I just returned from the Performing Animal Welfare Society (PAWS) Captive Wildlife Conference in Burbank, CA, where prominent scientists, veterinarians and advocates converged to discuss the ongoing effort to end the exploitation of captive wildlife.
The first day was dedicated to presentations on elephant welfare in zoos and circuses and the critically important role sanctuaries continue to play in getting captive elephants out of exploitive and abusive situations and into a more naturalistic and caring setting. There are only a handful of legitimate elephant sanctuaries around the globe and only two in the United States. Clearly, we need many more qualified sanctuaries for elephants and other wild animals.
On Day Two, I spoke on a panel about marine mammal captivity with Dr. Naomi Rose of the Animal Welfare Institute, Blackfish producer Manny Oteyza, and Lincoln O’Barry of Ric O’ Barry’s Dolphin Project about the fact that even though the situation for elephants, big cats, bears and primates in exploitive captive facilities is deplorable, it’s still not as bad as it is for dolphins and whales. There’s one simple reason for this: While there are at least a few sanctuaries for land-based animals, there are no dolphin or whale sanctuaries anywhere in the world. Not one.
Sure, there are captive facilities that call themselves sanctuaries, but that does not make them legitimate havens of protection and lifelong care. Rather, they are typically places that exploit the dolphins under the guise of the title “sanctuary”. A genuine sanctuary provides an environment in which the residents can lead some semblance of a satisfactory life closer to the wild setting. In a real sanctuary like PAWS, the only interest is in the welfare of the residents; they are not used as a means to an end – i.e. for profit or publicity.
While there are at least a few sanctuaries for land-based animals, there are no dolphin or whale sanctuaries anywhere in the world.Those of us who are working to phase out dolphin and whale captivity for entertainment in places like SeaWorld have to contend with the reality that even if we were successful we’d have nowhere to relocate them. Captive dolphins and whales cannot just be dumped back into the ocean.

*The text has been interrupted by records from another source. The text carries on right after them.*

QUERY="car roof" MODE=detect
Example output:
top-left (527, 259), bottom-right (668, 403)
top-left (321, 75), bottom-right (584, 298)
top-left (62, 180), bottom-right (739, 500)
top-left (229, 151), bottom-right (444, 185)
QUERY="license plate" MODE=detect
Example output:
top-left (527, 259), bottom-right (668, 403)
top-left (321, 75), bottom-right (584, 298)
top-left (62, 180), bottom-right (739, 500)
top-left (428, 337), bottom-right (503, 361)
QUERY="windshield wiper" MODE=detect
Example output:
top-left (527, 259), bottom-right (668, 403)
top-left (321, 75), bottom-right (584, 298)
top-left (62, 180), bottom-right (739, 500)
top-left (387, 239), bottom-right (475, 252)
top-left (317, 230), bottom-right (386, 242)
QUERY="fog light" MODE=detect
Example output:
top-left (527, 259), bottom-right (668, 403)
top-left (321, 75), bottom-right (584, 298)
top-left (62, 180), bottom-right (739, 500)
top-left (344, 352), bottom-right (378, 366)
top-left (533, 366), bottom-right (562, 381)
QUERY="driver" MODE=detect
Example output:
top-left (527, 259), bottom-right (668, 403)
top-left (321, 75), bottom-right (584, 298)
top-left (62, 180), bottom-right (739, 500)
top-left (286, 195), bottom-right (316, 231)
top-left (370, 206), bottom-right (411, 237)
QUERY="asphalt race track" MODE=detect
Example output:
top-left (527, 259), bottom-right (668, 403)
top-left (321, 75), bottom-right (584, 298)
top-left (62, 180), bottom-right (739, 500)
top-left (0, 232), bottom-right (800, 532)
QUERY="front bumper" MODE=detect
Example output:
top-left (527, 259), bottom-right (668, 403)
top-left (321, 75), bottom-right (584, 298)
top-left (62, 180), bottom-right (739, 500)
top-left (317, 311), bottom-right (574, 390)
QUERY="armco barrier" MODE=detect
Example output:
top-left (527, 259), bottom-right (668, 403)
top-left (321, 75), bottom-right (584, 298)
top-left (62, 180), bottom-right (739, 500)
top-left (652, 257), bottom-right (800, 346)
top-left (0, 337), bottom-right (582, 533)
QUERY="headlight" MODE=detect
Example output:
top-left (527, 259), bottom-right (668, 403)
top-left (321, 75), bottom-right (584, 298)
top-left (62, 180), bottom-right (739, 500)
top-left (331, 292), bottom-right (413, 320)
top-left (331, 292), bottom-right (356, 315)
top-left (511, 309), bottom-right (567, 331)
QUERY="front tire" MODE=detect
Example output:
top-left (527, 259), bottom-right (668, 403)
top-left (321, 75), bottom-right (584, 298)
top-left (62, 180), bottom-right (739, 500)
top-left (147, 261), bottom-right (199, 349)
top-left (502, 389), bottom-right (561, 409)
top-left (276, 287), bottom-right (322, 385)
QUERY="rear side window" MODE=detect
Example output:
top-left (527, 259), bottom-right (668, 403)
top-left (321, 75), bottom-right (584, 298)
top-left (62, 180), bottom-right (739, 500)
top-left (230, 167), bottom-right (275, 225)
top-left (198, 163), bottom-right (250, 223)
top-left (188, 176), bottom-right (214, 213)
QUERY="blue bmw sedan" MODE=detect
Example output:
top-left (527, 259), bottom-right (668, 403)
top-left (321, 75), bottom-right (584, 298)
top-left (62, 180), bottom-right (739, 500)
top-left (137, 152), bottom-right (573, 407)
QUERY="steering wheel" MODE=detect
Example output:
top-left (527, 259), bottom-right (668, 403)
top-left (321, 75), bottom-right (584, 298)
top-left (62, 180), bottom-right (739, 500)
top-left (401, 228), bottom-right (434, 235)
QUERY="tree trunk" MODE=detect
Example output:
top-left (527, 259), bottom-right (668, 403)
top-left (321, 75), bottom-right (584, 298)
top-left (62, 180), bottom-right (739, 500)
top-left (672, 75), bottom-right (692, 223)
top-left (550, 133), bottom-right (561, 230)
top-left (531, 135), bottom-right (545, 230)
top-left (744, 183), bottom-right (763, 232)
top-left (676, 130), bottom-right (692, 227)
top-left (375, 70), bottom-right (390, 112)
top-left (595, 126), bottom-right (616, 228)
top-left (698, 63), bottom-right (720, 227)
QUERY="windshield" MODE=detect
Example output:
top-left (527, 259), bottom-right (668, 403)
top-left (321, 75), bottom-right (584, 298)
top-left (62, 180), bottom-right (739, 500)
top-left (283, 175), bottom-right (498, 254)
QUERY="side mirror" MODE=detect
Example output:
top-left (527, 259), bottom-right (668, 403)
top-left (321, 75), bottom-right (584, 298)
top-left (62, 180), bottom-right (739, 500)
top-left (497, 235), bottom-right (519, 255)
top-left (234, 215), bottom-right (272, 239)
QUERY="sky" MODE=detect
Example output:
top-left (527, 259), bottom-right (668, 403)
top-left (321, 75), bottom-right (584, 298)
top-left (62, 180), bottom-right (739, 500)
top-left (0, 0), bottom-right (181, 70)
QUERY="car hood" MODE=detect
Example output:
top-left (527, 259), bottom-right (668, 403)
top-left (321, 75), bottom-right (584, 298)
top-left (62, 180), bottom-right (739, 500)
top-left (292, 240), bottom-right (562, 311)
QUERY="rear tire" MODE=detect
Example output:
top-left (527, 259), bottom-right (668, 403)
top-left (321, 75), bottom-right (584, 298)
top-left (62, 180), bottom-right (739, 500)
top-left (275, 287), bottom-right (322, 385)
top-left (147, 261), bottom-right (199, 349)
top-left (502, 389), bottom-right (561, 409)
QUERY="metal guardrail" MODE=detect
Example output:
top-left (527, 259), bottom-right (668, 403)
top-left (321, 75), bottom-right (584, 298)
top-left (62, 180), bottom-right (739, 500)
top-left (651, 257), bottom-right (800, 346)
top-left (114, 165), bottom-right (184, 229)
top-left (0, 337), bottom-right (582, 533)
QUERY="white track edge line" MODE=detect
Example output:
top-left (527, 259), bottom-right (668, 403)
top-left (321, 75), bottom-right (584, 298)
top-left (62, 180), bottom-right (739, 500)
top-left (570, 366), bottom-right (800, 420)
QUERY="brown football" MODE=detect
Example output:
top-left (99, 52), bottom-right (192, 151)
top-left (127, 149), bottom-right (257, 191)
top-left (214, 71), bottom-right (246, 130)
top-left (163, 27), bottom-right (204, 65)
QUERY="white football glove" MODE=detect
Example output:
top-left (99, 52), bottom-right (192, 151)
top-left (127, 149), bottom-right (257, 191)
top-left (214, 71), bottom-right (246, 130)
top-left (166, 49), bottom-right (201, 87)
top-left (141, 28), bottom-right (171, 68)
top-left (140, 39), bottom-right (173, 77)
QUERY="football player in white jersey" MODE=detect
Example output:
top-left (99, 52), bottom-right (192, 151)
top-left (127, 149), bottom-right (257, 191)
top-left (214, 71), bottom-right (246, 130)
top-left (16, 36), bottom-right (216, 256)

Even those who are good candidates for eventual release need rehabilitation in a more natural setting where they can feel the tides and shifting temperatures of the ocean, regain some physiological conditioning and autonomy, and learn to survive. Moreover, given that the majority of captive dolphins and whales will not be releasable, they will depend upon sanctuaries for care throughout the rest of their lives.
In a recent blog post in The Dodo, Dr. Naomi Rose expressed concern about the precarious situation in which captive dolphins and whales find themselves. Even if places like SeaWorld decide to end captive entertainment, she argues, there will need to be a transition plan for these animals so that they don’t end up “going from the frying pan into the fire” – like being sold off to entertainment corporations overseas. Those of us who advocate for dolphin and whale freedom have to be ready to offer a legitimate practical solution. We do not want the lack of sanctuaries to be the show-stopper for the long term effort to phase out dolphin and whale exploitation.
So while signs of movement and change are encouraging, we need to add the missing component to our efforts: the funding and building of legitimate sanctuaries for dolphins and whales in this country and around the world.
The National Aquarium is already discussing possibilities for creating a sanctuary for the bottlenose dolphins they currently hold so that they can live out their lives under better circumstances. And there are other protocols for rehabilitation and release which have been employed successfully around the world by organizations such as Born Free Foundation. All of these efforts demonstrate the feasibility of rehabilitating dolphins and whales in sea pen sanctuaries.
There are also already plans, protocols and even identified locations for some captive orcas, such as Lolita, who has been held at the Miami Seaquarium for over 40 years after being taken from her natural home as a member of the Puget Sound southern resident population of orcas.
More of us in the marine mammal community need to focus our attention on the need to develop and implement plans and campaigns for creating sanctuaries.
Currently, dolphin and whale sanctuaries are just a field of dreams. But, if we build it, they will come.